Deployed in Production: Beyond academic work, it has been verified in Amazon's production environment protecting millions of users, providing strong practical evidence.
Incredible Memory Impact: A 27% recall boost with no extra compute—because repetitive patterns are handled via voting, reducing LLM calls.
Professional and Complementary Tool Design: 5 tools collect evidence across text, vision, search, and link dimensions.
Balanced Efficiency and Accuracy: The three-level memory strategy performs full analysis on unseen patterns while making rapid decisions on known patterns.
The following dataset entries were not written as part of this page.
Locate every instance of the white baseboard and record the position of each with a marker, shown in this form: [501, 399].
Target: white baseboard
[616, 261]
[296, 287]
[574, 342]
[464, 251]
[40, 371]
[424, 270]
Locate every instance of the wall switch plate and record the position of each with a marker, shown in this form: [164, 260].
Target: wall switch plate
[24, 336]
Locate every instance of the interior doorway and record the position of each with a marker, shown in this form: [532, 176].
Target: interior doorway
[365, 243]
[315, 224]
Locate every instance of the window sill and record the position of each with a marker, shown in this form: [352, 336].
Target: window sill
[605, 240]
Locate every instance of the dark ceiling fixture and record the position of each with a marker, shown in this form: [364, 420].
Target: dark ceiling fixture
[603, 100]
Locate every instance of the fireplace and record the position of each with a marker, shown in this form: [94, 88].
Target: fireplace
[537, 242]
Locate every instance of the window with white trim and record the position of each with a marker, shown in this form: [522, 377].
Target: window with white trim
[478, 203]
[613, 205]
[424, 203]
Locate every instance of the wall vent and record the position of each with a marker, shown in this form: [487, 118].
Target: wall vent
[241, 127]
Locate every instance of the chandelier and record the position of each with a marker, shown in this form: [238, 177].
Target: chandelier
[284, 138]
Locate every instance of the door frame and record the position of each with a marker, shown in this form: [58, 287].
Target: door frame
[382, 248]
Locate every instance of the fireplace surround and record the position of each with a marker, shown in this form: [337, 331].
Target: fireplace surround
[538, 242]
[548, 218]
Limitations & Future Work¶

Dependency on External LLM APIs: Latency and cost associated with models like Claude-3-Sonnet.
Memory Pollution: If early incorrect judgments are stored in memory, they may affect subsequent decisions.
Focus Restricted to Phishing URLs: Other security threats (e.g., malware distribution) are not currently covered.
Future Directions: Memory self-correction mechanisms, expansion to more security threat types, and using lightweight local models to replace APIs.
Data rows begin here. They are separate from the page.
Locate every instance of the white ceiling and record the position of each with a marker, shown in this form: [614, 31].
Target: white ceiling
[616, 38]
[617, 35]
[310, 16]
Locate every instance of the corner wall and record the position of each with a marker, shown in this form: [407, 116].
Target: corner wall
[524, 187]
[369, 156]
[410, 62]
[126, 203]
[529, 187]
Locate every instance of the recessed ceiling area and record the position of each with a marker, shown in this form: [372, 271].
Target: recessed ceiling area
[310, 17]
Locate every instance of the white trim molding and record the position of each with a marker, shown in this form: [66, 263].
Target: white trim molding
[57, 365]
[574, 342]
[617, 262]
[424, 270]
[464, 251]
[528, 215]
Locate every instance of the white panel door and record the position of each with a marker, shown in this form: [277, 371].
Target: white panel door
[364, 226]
vs PhishLLM: Uses LLM for brand extraction and intent recognition but remains a fixed pipeline; MPA dynamically selects tools.
vs Cao et al. (2025): Multi-modal LLM for phishing detection but uses a fixed evidence acquisition flow and lacks memory.
vs General Agent Frameworks: Generic tools and reasoning are less effective than MPA's specialized phishing tools.

Rating¶

Novelty: ⭐⭐⭐⭐ First memory-augmented LLM Agent for phishing, with a sophisticated episodic memory system.
Experimental Thoroughness: ⭐⭐⭐⭐⭐ Verified on two public benchmarks, real-world social media data, and production deployment; comprehensive ablation.
Writing Quality: ⭐⭐⭐⭐ Clear threat model definition and intuitive system architecture diagrams.
Value: ⭐⭐⭐⭐⭐ Validated in production, offering direct application value for Security AI.